Whiteness and Migration. Racial Privileges in Argentinian Mobility to Spain

Thursday, 10 July 2025: 12:00
Location: ASJE019 (Annex of the Faculty of Legal, Economic, and Social Sciences)
Oral Presentation
María Eugenia AMBORT, Universidad Nacional de La Plata - CONICET, Argentina
In this paper we present an incipient research project aimed to investigate the migratory trajectories of Argentinians in Spain, in order to understand how ‘whiteness’ operates in terms of privileges in the migratory context. These privileges can be based on certain racial markers –one of which may be the passport– but also other less evident or immaterial ones, associated with the constructions of status, class and gender in relation to whiteness.
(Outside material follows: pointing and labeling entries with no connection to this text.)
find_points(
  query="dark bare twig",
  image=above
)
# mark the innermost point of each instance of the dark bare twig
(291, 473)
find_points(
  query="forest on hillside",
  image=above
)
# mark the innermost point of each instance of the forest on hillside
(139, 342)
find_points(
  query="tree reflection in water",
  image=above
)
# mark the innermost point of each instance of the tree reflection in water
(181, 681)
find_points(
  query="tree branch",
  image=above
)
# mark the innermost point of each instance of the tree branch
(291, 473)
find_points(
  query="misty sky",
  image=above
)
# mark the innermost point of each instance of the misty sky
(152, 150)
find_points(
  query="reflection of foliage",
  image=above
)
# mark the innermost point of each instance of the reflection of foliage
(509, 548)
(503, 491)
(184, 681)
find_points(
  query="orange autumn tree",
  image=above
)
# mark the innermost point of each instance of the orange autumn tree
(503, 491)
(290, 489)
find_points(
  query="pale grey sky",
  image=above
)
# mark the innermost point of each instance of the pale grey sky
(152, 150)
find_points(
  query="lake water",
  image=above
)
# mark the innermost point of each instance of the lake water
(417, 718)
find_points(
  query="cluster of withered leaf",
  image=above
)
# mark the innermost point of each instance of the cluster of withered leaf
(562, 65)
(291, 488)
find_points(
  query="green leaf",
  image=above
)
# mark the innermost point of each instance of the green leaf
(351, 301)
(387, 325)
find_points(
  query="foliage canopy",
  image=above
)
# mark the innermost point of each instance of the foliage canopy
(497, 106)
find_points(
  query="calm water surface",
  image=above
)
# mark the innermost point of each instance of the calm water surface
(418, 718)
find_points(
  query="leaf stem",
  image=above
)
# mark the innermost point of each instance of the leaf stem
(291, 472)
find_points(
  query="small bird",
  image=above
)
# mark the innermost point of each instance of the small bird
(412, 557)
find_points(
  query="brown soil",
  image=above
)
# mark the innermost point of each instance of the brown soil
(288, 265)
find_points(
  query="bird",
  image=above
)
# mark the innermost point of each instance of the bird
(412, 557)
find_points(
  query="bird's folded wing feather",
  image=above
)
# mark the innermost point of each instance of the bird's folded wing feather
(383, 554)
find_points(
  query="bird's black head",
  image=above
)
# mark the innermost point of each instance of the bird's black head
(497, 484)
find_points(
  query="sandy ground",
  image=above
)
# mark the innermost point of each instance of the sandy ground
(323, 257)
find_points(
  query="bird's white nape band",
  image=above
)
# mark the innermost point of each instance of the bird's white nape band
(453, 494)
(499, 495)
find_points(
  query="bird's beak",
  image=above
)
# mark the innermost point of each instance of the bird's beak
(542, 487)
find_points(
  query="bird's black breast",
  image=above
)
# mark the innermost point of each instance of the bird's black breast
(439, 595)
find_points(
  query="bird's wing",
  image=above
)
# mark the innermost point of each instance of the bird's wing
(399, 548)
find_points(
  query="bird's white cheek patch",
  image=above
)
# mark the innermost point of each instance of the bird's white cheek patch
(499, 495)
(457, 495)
The starting hypothesis is that Argentineans’ presence in Spain is marked by privilege (in relation to other migrants from Latin America or the global South) showing the persistence of social hierarchisation processes based on the coloniality of power, and supported by different material and symbolic markers. We suggest that those who identify themselves and/or are identified as part of ‘white Argentina’ do not experience situations of racial discrimination in their migratory journeys, or even neither see themselves as migrants, as do other racialised Latin American groups such as black or indigenous people.

The theoretical framework that will guide the enquiry is based in coloniality of power postulates, from a transnational (Anthias, 2012) and intersectional (Hill Collis, 2015) point of view. Methodologically we adopt the biographical approach (Bertaux, 1990) as a perspective to analyse the trajectories of people who move (or have moved) between Argentina and Spain (or other European countries). We will analyse the different labour, social and family positions in origin, during transit or until they settle in a destination. The goal is to understand how racial markers/devices related to whiteness operate in these trajectories, as well as the meanings attributed by individuals to migration and the changes it brings. We also seek to understand how class/social origin, gender and generational differences operate in their ways of experiencing ‘otherness’ signed by the mobilities to Europe.